Duplicate Handling Configuration

Once anomalies are fingerprinted, Qualytics can use these unique identifiers to determine whether a newly detected anomaly matches any existing one. This fingerprint-based recognition powers the duplicate handling configuration during scan setup.

When configuring a scan operation, you can define how the system should respond to anomalies that share fingerprints with previously detected ones:

  • Duplicate Status: You can instruct the system to automatically mark newly detected anomalies as “Duplicate” if their fingerprints match those of any open anomalies. These duplicates are then archived, ensuring focus remains on the original issue without creating redundant records.

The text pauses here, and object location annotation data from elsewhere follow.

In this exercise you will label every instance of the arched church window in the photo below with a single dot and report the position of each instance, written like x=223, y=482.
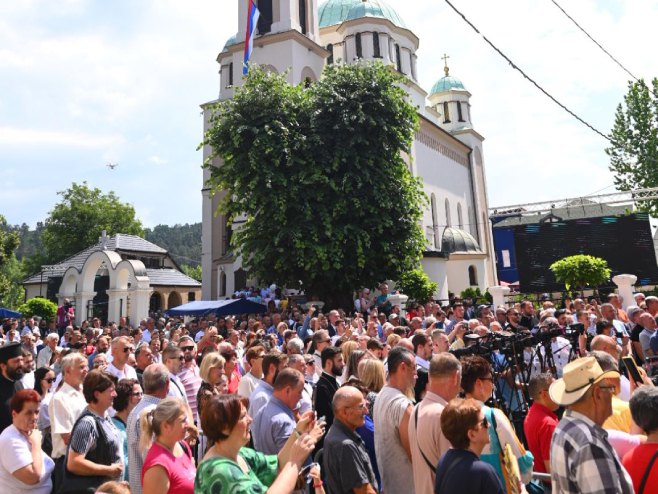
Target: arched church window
x=472, y=276
x=398, y=59
x=302, y=16
x=222, y=284
x=265, y=19
x=435, y=223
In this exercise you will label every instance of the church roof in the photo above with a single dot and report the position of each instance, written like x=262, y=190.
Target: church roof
x=334, y=12
x=231, y=41
x=446, y=84
x=456, y=240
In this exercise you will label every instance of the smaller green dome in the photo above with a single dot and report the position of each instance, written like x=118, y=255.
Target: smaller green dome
x=456, y=240
x=231, y=41
x=446, y=84
x=374, y=8
x=333, y=12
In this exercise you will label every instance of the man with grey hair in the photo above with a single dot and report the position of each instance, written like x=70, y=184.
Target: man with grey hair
x=426, y=439
x=46, y=356
x=156, y=386
x=65, y=407
x=541, y=421
x=582, y=458
x=121, y=350
x=345, y=460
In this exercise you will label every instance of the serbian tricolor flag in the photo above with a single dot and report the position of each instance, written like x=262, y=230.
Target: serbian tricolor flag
x=252, y=21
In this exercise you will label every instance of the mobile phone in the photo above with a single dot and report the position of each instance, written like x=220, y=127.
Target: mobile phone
x=632, y=369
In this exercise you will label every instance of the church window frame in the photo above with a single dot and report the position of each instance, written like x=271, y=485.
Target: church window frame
x=435, y=222
x=376, y=49
x=330, y=58
x=472, y=275
x=358, y=45
x=303, y=16
x=398, y=59
x=266, y=10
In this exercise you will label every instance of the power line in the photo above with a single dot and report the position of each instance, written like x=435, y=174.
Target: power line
x=573, y=114
x=595, y=42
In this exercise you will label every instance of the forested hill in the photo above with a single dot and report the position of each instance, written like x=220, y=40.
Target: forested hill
x=182, y=241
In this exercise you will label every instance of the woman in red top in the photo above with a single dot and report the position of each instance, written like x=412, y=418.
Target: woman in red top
x=168, y=466
x=644, y=409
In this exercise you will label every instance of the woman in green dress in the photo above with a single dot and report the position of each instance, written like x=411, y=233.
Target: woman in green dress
x=231, y=468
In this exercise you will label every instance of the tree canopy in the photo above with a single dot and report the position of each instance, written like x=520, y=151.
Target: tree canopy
x=580, y=271
x=634, y=140
x=79, y=219
x=320, y=176
x=8, y=244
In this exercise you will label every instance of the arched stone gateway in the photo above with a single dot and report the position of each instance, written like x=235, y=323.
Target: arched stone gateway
x=128, y=294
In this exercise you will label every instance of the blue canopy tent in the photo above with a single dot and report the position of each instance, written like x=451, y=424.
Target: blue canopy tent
x=9, y=313
x=217, y=307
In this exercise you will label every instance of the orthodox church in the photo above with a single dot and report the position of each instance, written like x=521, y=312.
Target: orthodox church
x=301, y=37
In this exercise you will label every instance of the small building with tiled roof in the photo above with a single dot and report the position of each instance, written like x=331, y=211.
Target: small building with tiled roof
x=120, y=276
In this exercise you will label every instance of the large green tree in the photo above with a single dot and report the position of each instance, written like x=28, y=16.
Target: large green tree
x=8, y=244
x=79, y=219
x=634, y=140
x=320, y=176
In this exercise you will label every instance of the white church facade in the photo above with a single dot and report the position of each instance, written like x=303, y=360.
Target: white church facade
x=301, y=37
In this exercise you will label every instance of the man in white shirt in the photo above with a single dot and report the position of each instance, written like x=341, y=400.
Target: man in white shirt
x=121, y=350
x=251, y=379
x=66, y=406
x=172, y=358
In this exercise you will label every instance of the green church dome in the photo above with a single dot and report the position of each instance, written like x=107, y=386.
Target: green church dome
x=446, y=84
x=334, y=12
x=231, y=41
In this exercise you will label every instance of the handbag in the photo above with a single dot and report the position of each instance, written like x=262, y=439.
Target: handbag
x=508, y=462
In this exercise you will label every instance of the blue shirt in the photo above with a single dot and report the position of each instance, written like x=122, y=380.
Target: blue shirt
x=272, y=427
x=462, y=471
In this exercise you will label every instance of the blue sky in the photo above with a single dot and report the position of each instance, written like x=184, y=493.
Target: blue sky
x=85, y=83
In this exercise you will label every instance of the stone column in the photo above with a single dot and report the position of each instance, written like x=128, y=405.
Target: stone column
x=625, y=284
x=498, y=293
x=81, y=301
x=115, y=309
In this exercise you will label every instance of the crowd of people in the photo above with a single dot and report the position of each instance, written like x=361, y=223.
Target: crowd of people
x=369, y=400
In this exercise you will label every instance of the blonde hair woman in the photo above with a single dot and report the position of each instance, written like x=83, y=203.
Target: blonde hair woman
x=168, y=466
x=373, y=377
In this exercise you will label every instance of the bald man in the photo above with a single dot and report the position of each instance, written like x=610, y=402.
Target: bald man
x=345, y=460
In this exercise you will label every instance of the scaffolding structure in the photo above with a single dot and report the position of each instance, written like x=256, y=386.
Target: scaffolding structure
x=631, y=198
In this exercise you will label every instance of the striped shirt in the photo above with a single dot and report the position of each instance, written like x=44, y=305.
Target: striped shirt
x=85, y=440
x=582, y=459
x=191, y=379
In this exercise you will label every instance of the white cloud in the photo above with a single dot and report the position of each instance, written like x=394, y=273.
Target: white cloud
x=37, y=137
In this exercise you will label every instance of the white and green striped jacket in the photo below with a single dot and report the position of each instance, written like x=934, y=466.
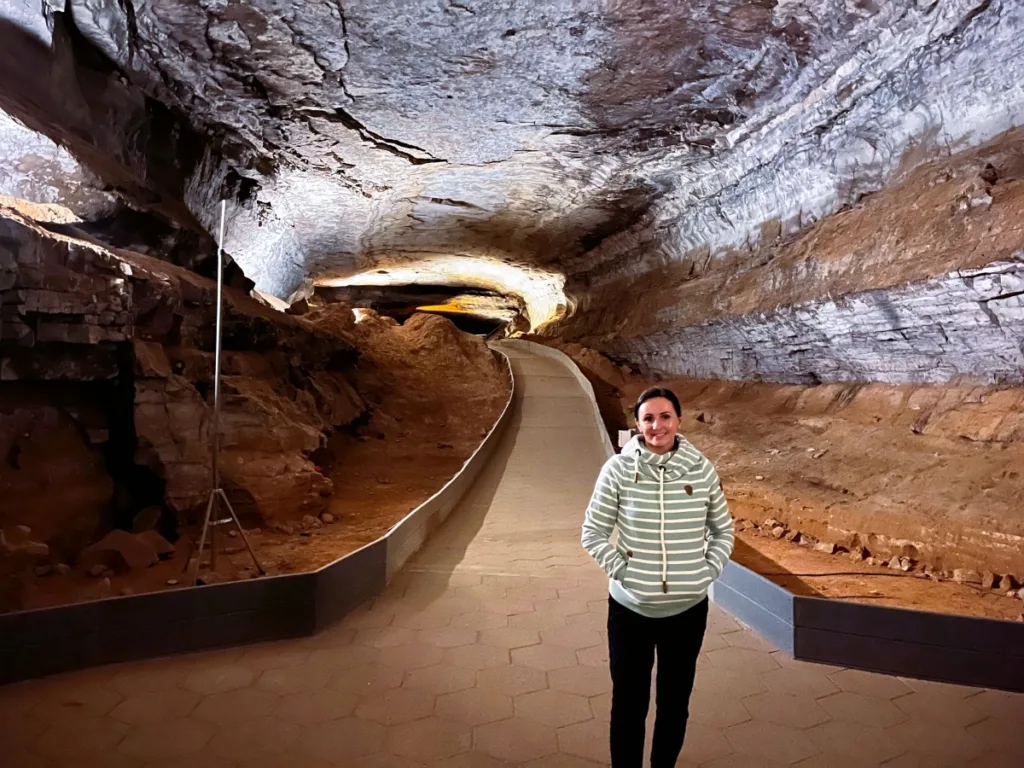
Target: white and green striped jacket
x=675, y=532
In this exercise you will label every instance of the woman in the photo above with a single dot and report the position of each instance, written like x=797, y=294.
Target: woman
x=675, y=536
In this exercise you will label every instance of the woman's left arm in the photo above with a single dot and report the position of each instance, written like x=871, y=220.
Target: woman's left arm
x=720, y=535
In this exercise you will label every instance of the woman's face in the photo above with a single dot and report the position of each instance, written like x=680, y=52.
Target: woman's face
x=657, y=423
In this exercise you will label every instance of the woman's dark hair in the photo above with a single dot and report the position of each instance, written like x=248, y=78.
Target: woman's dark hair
x=651, y=393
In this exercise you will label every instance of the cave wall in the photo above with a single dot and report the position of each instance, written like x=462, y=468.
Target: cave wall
x=919, y=283
x=105, y=360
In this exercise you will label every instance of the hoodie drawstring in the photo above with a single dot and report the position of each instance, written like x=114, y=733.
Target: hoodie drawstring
x=665, y=550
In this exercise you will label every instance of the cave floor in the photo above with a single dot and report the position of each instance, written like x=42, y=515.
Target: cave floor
x=488, y=649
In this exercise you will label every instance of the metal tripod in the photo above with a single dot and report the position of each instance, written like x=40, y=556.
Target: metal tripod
x=216, y=493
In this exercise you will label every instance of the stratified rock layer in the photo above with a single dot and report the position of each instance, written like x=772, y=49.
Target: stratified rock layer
x=134, y=337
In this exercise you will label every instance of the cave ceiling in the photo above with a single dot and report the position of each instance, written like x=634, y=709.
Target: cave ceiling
x=538, y=147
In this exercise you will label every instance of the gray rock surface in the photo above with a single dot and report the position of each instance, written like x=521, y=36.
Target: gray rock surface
x=539, y=148
x=968, y=326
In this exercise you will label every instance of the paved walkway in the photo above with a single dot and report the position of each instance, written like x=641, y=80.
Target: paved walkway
x=488, y=651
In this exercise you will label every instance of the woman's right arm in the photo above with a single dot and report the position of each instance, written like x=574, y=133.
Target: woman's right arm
x=602, y=514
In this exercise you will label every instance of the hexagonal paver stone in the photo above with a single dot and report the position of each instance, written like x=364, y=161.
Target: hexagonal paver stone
x=553, y=708
x=1000, y=705
x=805, y=682
x=999, y=737
x=584, y=681
x=155, y=707
x=741, y=761
x=770, y=740
x=304, y=678
x=441, y=678
x=366, y=679
x=785, y=709
x=219, y=679
x=476, y=656
x=480, y=621
x=274, y=655
x=508, y=637
x=147, y=677
x=339, y=740
x=724, y=682
x=169, y=738
x=317, y=707
x=81, y=699
x=411, y=656
x=839, y=738
x=950, y=710
x=511, y=680
x=396, y=706
x=77, y=734
x=854, y=708
x=508, y=606
x=945, y=745
x=594, y=656
x=564, y=761
x=708, y=708
x=429, y=740
x=473, y=759
x=744, y=659
x=422, y=620
x=343, y=656
x=244, y=741
x=705, y=743
x=384, y=637
x=474, y=707
x=236, y=706
x=869, y=684
x=588, y=740
x=515, y=740
x=446, y=637
x=571, y=637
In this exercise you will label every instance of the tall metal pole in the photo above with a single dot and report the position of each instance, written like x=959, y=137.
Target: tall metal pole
x=216, y=354
x=216, y=493
x=215, y=463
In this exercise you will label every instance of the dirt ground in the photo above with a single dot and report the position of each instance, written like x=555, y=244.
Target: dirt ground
x=934, y=474
x=438, y=392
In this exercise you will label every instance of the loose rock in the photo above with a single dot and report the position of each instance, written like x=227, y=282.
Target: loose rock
x=967, y=576
x=161, y=546
x=147, y=519
x=120, y=550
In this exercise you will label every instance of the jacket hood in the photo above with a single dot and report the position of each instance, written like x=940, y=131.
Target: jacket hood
x=676, y=463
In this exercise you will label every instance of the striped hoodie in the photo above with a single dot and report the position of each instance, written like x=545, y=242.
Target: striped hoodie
x=675, y=532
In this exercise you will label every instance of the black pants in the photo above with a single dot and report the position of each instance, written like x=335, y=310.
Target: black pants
x=632, y=642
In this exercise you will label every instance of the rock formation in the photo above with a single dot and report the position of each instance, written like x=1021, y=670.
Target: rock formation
x=558, y=151
x=785, y=192
x=107, y=368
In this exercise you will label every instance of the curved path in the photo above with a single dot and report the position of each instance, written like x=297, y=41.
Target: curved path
x=487, y=650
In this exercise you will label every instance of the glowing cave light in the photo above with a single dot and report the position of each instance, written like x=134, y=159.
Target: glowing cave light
x=542, y=292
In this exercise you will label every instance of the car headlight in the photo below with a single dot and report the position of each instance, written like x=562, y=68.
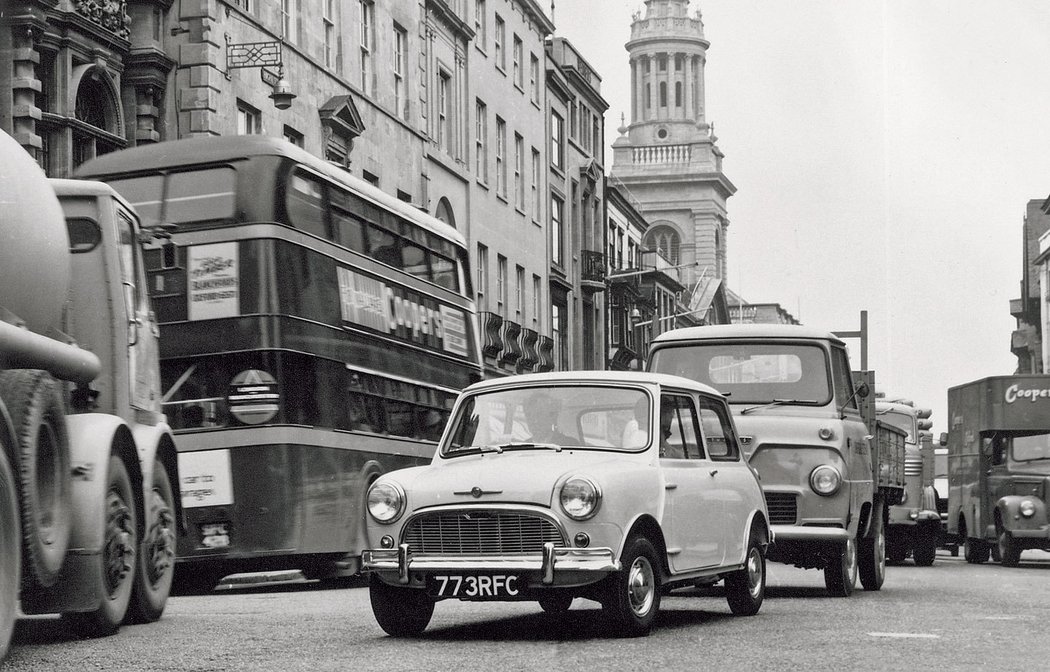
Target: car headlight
x=386, y=502
x=825, y=480
x=580, y=498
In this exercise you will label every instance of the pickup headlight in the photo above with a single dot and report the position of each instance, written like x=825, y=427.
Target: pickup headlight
x=386, y=502
x=580, y=498
x=825, y=480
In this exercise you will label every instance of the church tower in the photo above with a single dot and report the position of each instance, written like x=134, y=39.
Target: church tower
x=667, y=158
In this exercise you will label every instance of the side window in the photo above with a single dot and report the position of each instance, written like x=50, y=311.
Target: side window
x=718, y=437
x=679, y=437
x=843, y=381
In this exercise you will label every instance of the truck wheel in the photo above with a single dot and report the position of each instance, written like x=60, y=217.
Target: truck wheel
x=119, y=545
x=156, y=562
x=9, y=546
x=401, y=612
x=1009, y=550
x=633, y=593
x=925, y=549
x=873, y=558
x=44, y=474
x=840, y=574
x=746, y=588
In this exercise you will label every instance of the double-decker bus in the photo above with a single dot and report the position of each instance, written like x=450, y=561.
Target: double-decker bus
x=314, y=334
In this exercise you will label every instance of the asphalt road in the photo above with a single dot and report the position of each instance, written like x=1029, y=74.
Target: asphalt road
x=948, y=616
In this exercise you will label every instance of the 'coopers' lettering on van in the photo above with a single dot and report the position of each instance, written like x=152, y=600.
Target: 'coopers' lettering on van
x=1014, y=393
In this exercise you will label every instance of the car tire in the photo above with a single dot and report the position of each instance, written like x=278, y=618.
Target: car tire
x=872, y=559
x=840, y=574
x=746, y=588
x=633, y=593
x=401, y=612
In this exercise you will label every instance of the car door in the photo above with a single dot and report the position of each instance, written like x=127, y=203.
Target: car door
x=694, y=529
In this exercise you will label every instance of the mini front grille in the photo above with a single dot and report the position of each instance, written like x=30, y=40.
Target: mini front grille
x=783, y=508
x=480, y=532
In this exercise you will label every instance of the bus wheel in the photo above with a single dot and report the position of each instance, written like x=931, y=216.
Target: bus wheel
x=119, y=543
x=840, y=574
x=9, y=546
x=401, y=612
x=43, y=470
x=156, y=563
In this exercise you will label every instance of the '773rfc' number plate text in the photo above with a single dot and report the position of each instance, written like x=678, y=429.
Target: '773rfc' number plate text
x=477, y=587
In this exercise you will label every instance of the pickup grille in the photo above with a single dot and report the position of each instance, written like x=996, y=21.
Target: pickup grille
x=783, y=508
x=480, y=532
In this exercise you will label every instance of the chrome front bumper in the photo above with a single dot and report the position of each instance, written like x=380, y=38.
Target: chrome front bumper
x=552, y=559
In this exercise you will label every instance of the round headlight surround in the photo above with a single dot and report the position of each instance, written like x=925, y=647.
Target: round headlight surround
x=825, y=480
x=580, y=498
x=385, y=502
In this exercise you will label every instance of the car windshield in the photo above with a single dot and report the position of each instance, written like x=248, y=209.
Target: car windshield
x=752, y=372
x=552, y=417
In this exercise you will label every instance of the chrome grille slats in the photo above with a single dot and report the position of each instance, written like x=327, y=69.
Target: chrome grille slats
x=480, y=532
x=782, y=507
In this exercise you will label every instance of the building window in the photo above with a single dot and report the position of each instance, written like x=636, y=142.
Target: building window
x=557, y=212
x=501, y=284
x=444, y=86
x=520, y=172
x=519, y=294
x=400, y=63
x=293, y=135
x=482, y=277
x=368, y=43
x=557, y=140
x=500, y=37
x=249, y=120
x=480, y=24
x=518, y=65
x=537, y=173
x=481, y=134
x=501, y=153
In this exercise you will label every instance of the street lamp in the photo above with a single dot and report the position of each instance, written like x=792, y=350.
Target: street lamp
x=260, y=55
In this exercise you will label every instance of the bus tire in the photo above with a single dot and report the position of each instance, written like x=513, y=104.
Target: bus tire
x=401, y=612
x=43, y=469
x=11, y=539
x=118, y=561
x=156, y=560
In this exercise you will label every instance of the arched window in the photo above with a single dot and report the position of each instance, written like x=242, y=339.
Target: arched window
x=666, y=240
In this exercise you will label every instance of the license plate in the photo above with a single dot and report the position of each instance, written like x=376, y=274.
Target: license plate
x=477, y=587
x=215, y=536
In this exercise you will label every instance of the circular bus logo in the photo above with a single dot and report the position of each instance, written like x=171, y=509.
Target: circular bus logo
x=253, y=397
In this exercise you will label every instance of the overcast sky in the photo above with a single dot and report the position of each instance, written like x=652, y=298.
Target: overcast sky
x=883, y=153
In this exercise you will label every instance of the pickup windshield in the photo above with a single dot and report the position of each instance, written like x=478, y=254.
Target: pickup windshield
x=553, y=417
x=752, y=373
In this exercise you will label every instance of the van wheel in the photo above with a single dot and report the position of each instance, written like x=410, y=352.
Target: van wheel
x=840, y=574
x=9, y=543
x=119, y=545
x=42, y=464
x=156, y=563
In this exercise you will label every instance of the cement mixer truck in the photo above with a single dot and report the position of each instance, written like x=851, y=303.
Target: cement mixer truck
x=87, y=463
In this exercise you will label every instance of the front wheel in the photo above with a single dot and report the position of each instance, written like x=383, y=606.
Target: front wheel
x=118, y=558
x=873, y=558
x=746, y=588
x=633, y=592
x=156, y=563
x=840, y=574
x=401, y=612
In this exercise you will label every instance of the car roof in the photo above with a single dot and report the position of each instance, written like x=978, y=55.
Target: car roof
x=595, y=377
x=744, y=331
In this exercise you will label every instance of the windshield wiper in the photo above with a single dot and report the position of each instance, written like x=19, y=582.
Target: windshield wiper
x=775, y=402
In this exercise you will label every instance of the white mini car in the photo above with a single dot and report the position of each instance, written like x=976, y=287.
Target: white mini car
x=607, y=485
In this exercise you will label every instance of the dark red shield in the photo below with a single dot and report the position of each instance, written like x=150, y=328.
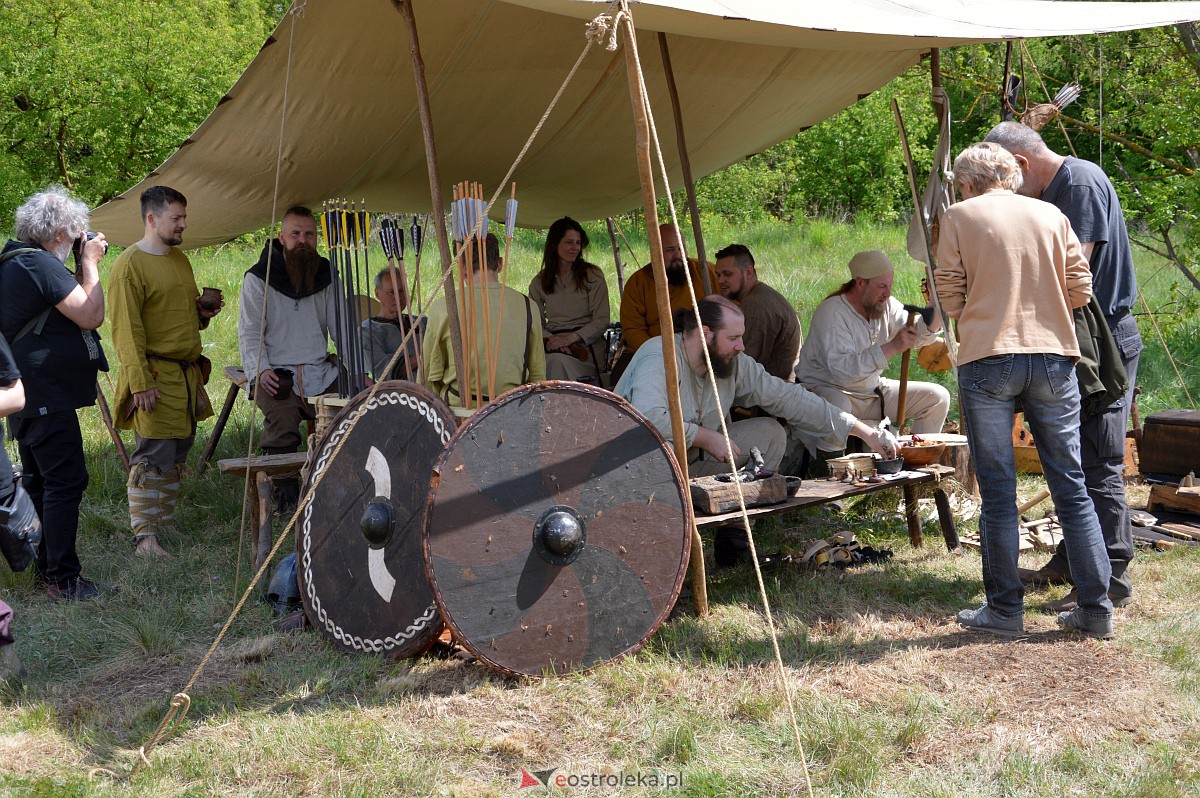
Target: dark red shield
x=359, y=539
x=557, y=529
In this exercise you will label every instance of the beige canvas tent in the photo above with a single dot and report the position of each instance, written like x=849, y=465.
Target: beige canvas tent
x=749, y=72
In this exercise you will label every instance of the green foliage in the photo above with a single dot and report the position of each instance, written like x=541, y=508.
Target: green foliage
x=96, y=94
x=849, y=165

  • Re-opening Option: If a new anomaly matches an archived one, you can configure the system to automatically re-open the earlier anomaly. This ensures that reoccurring issues are not overlooked simply because they were resolved or dismissed in a prior scan.

Fingerprinting Criteria

To determine whether anomalies are identical, Qualytics generates unique fingerprints based on specific criteria. These criteria differ depending on the type of anomaly being evaluated. This approach ensures that anomalies are only considered duplicates when they are truly the same in both nature and context.

Record Anomalies

For record-level anomalies, fingerprinting is based on the specific check that identified the issue and the complete source data of the anomalous record. This ensures that every unique row is evaluated precisely:

  • Identifying check: The check responsible for detecting the anomaly (e.g., a null value or out-of-range check).

  • Source record data: All field values within the affected row.

Note

Identical records across multiple scans will generate the same fingerprint and therefore be flagged as duplicates.

Shape Anomalies

For shape anomalies—which refer to patterns or distributions of data rather than individual records, the fingerprint is derived from a broader set of attributes:

  • Identifying check(s): The rule(s) that triggered the anomaly at the dataset level.

  • Failure percentage: The proportion of records that failed the check(s) within the scanned batch.

  • Maximum incremental identifier: The highest value of a designated incremental field (e.g., timestamp, ID) in the scanned dataset.

Tip

Shape anomalies can only be fingerprinted if the data asset includes an incremental identifier. This field anchors the fingerprint to a specific range of data, ensuring accurate comparisons across different scans.

This fingerprinting mechanism ensures consistent anomaly tracking by minimizing false duplicates and keeping historical issues relevant when they reoccur.